2. Evidence Against Alternative Explanations
Several reviewers suggested our results might be explained by statistical correlations or memorization. Our experimental design specifically tests these alternatives:
- All experiments evaluate on unseen held-out tasks to prevent models from using correlations within tasks (Line 214, S2.2)
- We test properties of responses rather than responses themselves (Fig 3)
- If correlations/memorization were sufficient, M2 should predict M1 well after fine-tuning on M1's data. Instead, we see consistent self-prediction advantages (Fig 5)
- Our data-scaling plot shows that M2 plateaus in accuracy after 20,000 samples (Fig 17). This indicates that aggressively training M2 would not reduce the self-prediction advantage.
- Self-prediction trained models are better calibrated on held-out tasks, despite being trained only on temperature=0 samples (Fig 6)
- In our behavioral change experiment, models update predictions to match new behavior after interventions, rather than sticking to originally finetuned patterns (Fig 7)
3. How is the term introspection used in various domains
In our paper we focus on privileged access, which is an introspective capability. We've added additional text to highlight this in the abstract, and in Section 2
- A.3.1 Relate our work to psychology and cognitive science.

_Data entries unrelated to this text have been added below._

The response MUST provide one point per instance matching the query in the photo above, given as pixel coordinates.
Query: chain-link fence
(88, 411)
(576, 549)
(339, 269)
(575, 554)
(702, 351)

We discuss the other capabilities e.g. emotions and motivations, which our paper does not focus on. We then discuss how our experiments relate to self-knowledge and metacognition in psychology experiments.
- A.3.2: Philosophy literature on introspection
- A3.3: Distinguish our work from other uses of the term “introspection” in ML
4. Paper Additions
We've added new sections based on feedback:
- A.2: Discuss practical benefits (honesty, interpretability) and risks (deception) of introspection
- A.1: Extended discussion addressing alternative explanations including statistical correlations, memorization, and Chain-of-Thought
We welcome further discussion on any points requiring additional clarification.
The paper investigates the ability of LLMs to do self-prediction / introspection. All reviewers agree that this is interesting work. It is nice that the authors also stress the limitations of the "introspective" ability; however, I would like to encourage them to go one step further. Introspection. according to Wikipedia, is "the examination of one's own conscious thoughts and feelings." The prevailing opinion is that current LMMs do no have conscious thoughts or feelings. This has to be indicated in the paper to avoid any misconception. Actually the paper is talking much more about "self-simulation" and "self-prediction", which appear to me less problematic. Anyhow, if the authors made a "disclaimer" about "introspection", the paper should be accepted.
审稿人讨论附加意见
The discussion arose from issues raised in the reviews. One was rather intense about task selection, running additional experiments, MoE, etc. This long discussison actually clarified all issues raised by the reviewer and led to an increased score.